Opposition to meet Prez on shameful' incidents
Cong demands judicial probe, CPM wants V-C to be sacked.
New Delhi: A day after shocking violence in Jawaharlal Nehru University, Opposition parties on Monday decided to seek a meeting with President Ram Nath Kovind on January 13 on the “shameful” incidents in the Central varsity of which the President is the visitor. There was widespread condemnation by the Opposition led by Congress president Sonia Gandhi, who sought a judicial inquiry into the incident while the CPI(M) demanded that the JNU vice-chancellor be sacked.
The varsity will also hold an alumni march at 3 pm on Tuesday where all eminent persons who have studied in JNU would be asked to participate.
The meeting with the President is being coordinated by the Congress and Mrs Gandhi has asked party treasurer Ahmed Patel to speak to other parties, sources told this newspaper.
The Congress also constituted a fact-finding committee to look into the incident, which would be led by Mahila Congress chief Sushmita Dev.
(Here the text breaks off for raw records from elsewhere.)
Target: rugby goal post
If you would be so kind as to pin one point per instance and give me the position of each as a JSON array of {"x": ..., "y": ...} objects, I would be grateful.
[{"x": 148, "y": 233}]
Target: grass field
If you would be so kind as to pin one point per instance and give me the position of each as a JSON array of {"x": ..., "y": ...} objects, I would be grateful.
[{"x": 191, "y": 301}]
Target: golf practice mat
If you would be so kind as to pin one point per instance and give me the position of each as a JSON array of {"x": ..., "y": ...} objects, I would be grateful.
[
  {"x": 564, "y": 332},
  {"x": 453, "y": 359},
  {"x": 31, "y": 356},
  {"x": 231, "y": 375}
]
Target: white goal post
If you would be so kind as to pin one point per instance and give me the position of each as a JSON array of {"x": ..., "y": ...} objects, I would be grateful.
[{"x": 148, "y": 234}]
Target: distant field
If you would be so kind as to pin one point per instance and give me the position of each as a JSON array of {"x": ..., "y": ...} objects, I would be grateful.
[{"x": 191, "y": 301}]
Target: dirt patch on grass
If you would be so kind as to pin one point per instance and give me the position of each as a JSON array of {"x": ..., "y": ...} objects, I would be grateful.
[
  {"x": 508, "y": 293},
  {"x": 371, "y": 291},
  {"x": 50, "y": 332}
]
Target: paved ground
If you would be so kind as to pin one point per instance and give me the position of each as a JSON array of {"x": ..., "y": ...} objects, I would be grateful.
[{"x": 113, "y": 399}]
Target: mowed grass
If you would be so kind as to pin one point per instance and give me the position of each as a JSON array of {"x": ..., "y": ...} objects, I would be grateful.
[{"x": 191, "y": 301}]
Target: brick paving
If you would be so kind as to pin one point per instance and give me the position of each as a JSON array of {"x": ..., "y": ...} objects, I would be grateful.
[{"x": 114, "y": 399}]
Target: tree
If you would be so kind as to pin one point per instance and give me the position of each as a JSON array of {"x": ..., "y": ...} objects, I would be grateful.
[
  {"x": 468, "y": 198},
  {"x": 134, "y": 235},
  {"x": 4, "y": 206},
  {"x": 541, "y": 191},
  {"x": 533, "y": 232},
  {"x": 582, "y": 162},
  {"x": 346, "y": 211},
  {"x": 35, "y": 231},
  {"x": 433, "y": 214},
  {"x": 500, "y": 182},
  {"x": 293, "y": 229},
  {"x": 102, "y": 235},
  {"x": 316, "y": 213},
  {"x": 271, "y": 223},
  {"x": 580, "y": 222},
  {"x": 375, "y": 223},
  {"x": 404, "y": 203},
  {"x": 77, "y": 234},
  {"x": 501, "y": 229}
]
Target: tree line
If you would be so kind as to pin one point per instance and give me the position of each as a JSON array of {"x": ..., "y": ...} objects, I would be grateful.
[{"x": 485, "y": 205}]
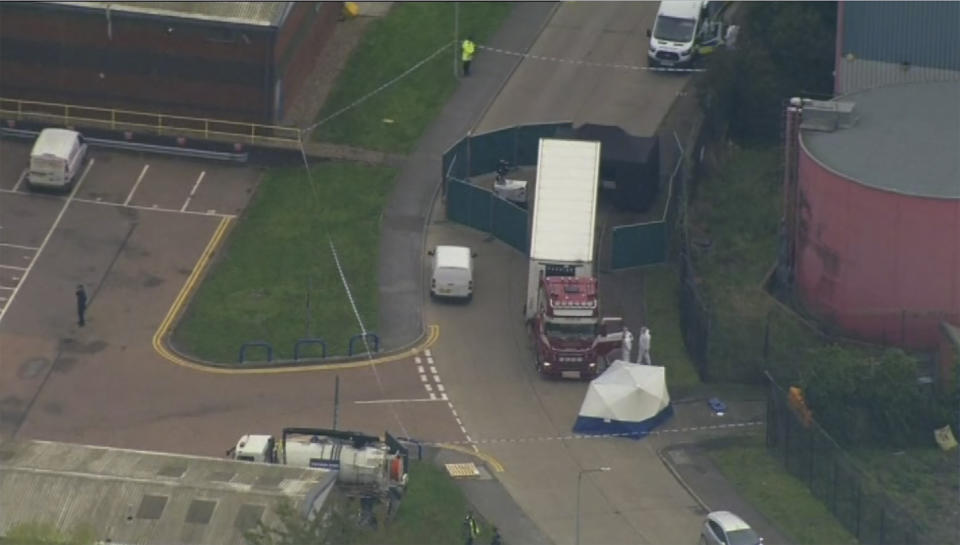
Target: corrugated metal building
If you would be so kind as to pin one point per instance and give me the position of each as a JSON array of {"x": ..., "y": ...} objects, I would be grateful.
[
  {"x": 244, "y": 61},
  {"x": 127, "y": 496},
  {"x": 878, "y": 236},
  {"x": 883, "y": 43}
]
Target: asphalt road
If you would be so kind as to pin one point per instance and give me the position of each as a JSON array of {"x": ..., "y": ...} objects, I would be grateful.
[{"x": 484, "y": 352}]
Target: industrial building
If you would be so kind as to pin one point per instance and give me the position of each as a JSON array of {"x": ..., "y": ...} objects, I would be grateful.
[
  {"x": 239, "y": 61},
  {"x": 884, "y": 43},
  {"x": 875, "y": 218},
  {"x": 130, "y": 496}
]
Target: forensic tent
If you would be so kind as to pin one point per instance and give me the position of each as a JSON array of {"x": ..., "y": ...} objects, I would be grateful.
[
  {"x": 630, "y": 165},
  {"x": 628, "y": 399}
]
Apart from Ms Dev, the other members of the fact-finding committee are former NSUI president and Kerala MP Hibi Eden, MP Syed Naseer Hussain, and former president of JNU NSUI and Amrita Dhawan, a former NSUI president and ex-DUSU president.
Earlier in the day, Mrs Gandhi issued a statement in which she said: “Sunday’s bone chilling attack on students and teachers in JNU, Delhi is a grim reminder of the extent the government will go to stifle and subjugate every voice of dissent”. “The entire Congress Party stands in solidarity with India’s youth and students. We strongly deprecate the sponsored violence in JNU yesterday and demand an independent judicial inquiry,” she added.
Former home minister P. Chidambaram said that the JNU incident was perhaps the most clinching evidence that the country was rapidly descending into anarchy. “This is the gravest act of impunity that we have seen in recent times. Nothing can be more shocking and shameful,” he said seeking the immediate arrest of the perpetrators of the violence.
Congress chief spokesperson Randeep Singh Surjewala said the role of the home ministry, JNU administration and the Delhi police should also be probed.
“The manner in which youth is being attacked and their voices stifled, reminds us of the Nazi Germany of 1933 which seems to have come back under the rule of Modi and Amit Shah after 90 years,” he told the media.
CPI(M) general secretary Sitaram Yechury, a former JNUSU president, said: “The vice-chancellor is also complicit in this attack. He must be sacked immediately”.
The Trinamul Congress sent a three-member team to the JNU campus.